Run dataset pruning with any available scorer. This script supports various selection strategies and knowledge distillation options.

```bash
# Loss-based selection (hard samples)
python prune_with_balanced_model.py --config-name pruning_balanced \
    pruning.scorer=loss \
    pruning.mode=max \
    pruning.total_samples=400

# K-Center coreset selection
python prune_with_balanced_model.py --config-name pruning_balanced \
    pruning.scorer=kcenter \
    pruning.total_samples=400

# Herding selection
python prune_with_balanced_model.py --config-name pruning_balanced \
    pruning.scorer=herding \
    pruning.total_samples=400
```

### prune_with_incremental_hybrid.py - D2P2 Method

The main D2P2 script implementing SGS (Steered Global Selection) with FL-RBF.

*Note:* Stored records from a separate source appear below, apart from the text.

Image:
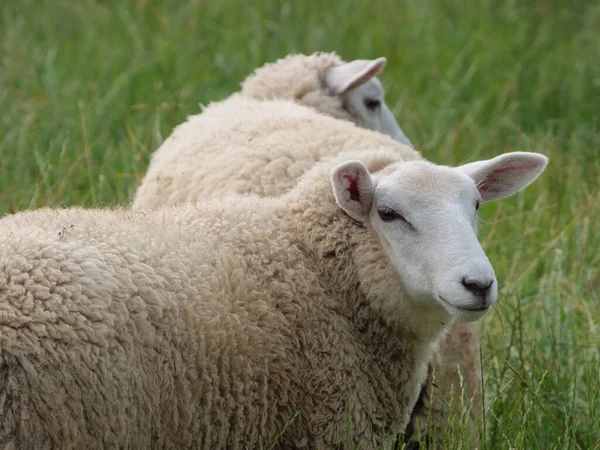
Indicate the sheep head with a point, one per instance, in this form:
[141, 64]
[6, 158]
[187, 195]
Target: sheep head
[425, 218]
[363, 96]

**SGS Selection Process:**
1. **Phase 1** (`hybrid_per_class_ratio` of budget): Per-class balanced FL-RBF selection
2. **Phase 2** (remaining budget): Global FL-RBF selection
3. **Merge**: Combine unique samples from both phases
4. **Fill**: If under budget, incrementally add more samples

```bash
# Full D2P2 pipeline
python prune_with_incremental_hybrid.py --config-name pruning_balanced \
    pruning.scorer=submodular_rbf \
    pruning.total_samples=400 \
    pruning.hybrid=true \
    pruning.hybrid_per_class_ratio=0.5 \
    pruning.submodular_sigma=0.5 \
    pruning.use_rkd=true \
    pruning.rkd_distance_weight=50 \
    pruning.rkd_angle_weight=100 \
    pruning.use_kd=true \
    pruning.kd_alpha=0.8
```

## Configuration

### Essential Pruning Options

```yaml
pruning:
  # SGS Selection
  scorer: submodular_rbf       # FL-RBF scorer
  hybrid: true                 # Enable SGS two-phase selection
  hybrid_per_class_ratio: 0.5  # Phase 1 budget ratio (0.0-1.0)
  total_samples: 400           # Total samples to select
  submodular_sigma: 0.5        # RBF kernel bandwidth

  # Teacher checkpoint (from class_balanced_retrain)
  scorer_checkpoint: checkpoints/class_balanced/{dataset}/{model}/model_after_retrain.pth

  # Logit Knowledge Distillation
  use_kd: true
  kd_alpha: 0.8                # KD weight (vs hard loss)
  kd_temperature: 5.0          # Softmax temperature

  # Relational Knowledge Distillation (RKD)
  use_rkd: true
  rkd_distance_weight: 50      # Distance-wise loss weight
  rkd_angle_weight: 100        # Angle-wise loss weight
  rkd_loss_scale: 0.1          # RKD scale when combined with logit KD
```

### Available Scorers

| Scorer | Type | Description |
|--------|------|-------------|
| `loss` | Continuous | Cross-entropy loss per sample |
| `entropy` | Continuous | Prediction uncertainty |
| `el2n` | Continuous | Error L2 norm |
| `kcenter` | Binary | K-Center Greedy coreset |
| `herding` | Binary | Greedy herding for diversity |
| `submodular_rbf` | Binary | FL-RBF (used in SGS) |
| `submodular_cosine` | Binary | FL-Cosine for diversity |

## Acknowledgments

We thank the authors of PointNeXt, Point-MAE, PointNet++, and PointMLP for making their code publicly available, which served as the foundation for the model implementations in this framework.